Herringbone, according to legend, earned its moniker because when it was invented, old men favored the pattern, and also, they love to eat herring. Today, herringbone provides rich turf for the accessory-maven to roam. Find a herringbone blazer at your local resale shop – but if it doesn’t fit beautifully, don’t buy it. Blazers are a costly to tailor. Be choosy and hunt until you’re like, “Back off. It’s mine.”
Then, accessorize the shit out of it.
Up above, the burgundy-on-fire look popped because of the contrasting colors. Here, the pop comes from a range of browns, all creating an optical illusion: Stuart appears to be timelessly suspended in style between 60 years ago and on-point to the microsecond.
Notice also the flower lapel and the tie clip. The stone is tiger’s eye, and what’s great about a tie-clip with tiger’s eye is that it’s got a ton of flash, but it’s so classic, it sits back in its own old-school cadillac of awesomeness. And it’s cheap.
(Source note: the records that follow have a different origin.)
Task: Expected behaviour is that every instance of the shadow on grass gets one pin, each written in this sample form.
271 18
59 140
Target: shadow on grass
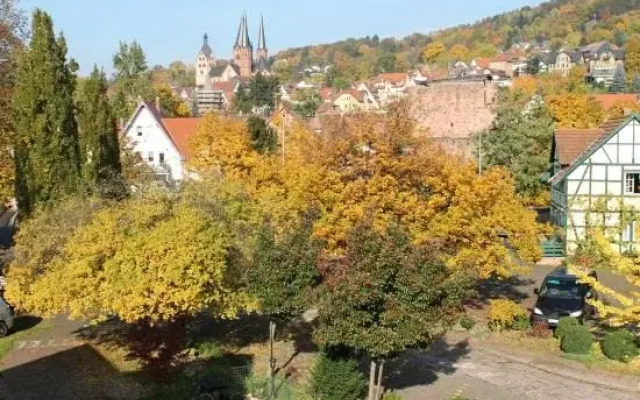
417 368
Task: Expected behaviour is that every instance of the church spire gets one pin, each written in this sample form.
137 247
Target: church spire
262 41
242 40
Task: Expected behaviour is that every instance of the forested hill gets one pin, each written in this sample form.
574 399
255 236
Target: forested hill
558 23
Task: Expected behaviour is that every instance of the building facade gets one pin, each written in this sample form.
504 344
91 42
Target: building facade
594 171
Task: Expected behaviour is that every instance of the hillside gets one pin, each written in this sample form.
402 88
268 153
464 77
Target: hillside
558 23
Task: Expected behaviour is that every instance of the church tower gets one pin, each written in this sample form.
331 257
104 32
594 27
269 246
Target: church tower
204 62
243 49
263 52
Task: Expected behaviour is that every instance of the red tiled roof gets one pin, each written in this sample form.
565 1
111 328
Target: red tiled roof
571 143
609 100
395 77
181 130
228 87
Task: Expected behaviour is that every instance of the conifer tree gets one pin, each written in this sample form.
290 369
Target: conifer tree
619 84
635 84
46 145
99 149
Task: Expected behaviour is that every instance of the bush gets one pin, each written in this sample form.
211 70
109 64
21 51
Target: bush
521 323
337 379
504 313
564 325
540 330
620 345
467 322
576 340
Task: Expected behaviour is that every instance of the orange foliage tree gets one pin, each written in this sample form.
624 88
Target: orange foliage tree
373 168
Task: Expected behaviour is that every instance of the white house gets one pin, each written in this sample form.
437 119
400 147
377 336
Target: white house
596 164
162 143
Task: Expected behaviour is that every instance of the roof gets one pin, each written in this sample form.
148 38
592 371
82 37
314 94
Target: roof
610 99
181 130
570 143
394 77
607 130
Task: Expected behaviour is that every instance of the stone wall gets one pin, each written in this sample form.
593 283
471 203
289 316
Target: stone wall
453 111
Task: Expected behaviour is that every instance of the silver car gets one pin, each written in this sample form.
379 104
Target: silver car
6 317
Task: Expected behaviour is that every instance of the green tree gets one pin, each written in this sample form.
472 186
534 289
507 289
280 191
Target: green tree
619 83
46 145
99 147
307 102
635 84
132 79
632 56
520 140
387 295
263 138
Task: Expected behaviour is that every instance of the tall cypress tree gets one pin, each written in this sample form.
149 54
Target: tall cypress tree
619 83
46 146
99 149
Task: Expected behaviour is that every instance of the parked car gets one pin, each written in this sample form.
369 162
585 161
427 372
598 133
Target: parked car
561 295
6 318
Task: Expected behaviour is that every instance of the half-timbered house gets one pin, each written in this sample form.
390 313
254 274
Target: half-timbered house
589 165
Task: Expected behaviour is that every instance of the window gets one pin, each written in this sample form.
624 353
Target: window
628 235
632 183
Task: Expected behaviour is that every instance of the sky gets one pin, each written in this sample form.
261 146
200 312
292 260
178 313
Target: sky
171 30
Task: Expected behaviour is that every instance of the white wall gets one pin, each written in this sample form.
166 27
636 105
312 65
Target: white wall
154 139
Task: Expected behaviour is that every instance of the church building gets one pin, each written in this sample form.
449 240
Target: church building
245 63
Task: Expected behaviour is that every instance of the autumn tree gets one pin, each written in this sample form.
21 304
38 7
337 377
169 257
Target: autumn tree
99 146
127 261
433 51
392 297
632 57
132 79
619 83
519 140
46 142
576 111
Find a vintage clip for the cost of a quality hair-cut and a jar of herring.
It’s no secret that I love bow ties. They blend friendly approachability with eclectic attitude. But you can’t just slap on a silk bow tie with a suit and think you’re a baller in the accessory game.
To take yourself seriously enough to accessorize, and not so seriously you ask people to remove their shoes before they enter your presence, rock a bow tie made of cotton, wool, or even denim. This one is made of salvaged Joe’s Jeans, and it would play as beautifully with a chambray shirt or blazer as it does with this pseudo-seersucker.
The pipe, however, is only for trained professionals. Do not try this at home.
Notice, by the way, the asymmetry of the tie? Asymmetry (and it’s big, Italian cousin, Sprezzatura, is exactly what keeps accessories from looking too fussy.
Accessory bosses don’t often drink bourbon, but when they do, they prefer to shlug straight from the bottle.
A Secret From the Horse’s Mouth
If you’re new to the accessories game, here’s a little secret: for a new look on the cheap, ditch the tie and dig a bandana out of your costume bin. Unbutton your top button, and jam that red hanky in the pocket.
Will that baller move cost you much? Nay.
One outfit with a million variations
A few pieces of advice for accessory-hunters:
- Hit vintage or antique stores for accessories sprinkled with that special spice called “Old n’ Cool.”
- Lurk around eBay and ETSY for stuff that’s used, cheap, and unique.
- Dig around your Uncle Russ’ jewelry-box for stuff he doesn’t wear, anyway. Offer to take it off his hands.
- Mix and mash-up textures, colors and materials.
You say you’ve spent your burrito-budget on accessories? No problem. Get gussied up in your best gear and take your friends out for a burrito dinner… minus the burritos.
After all, chips and salsa are free.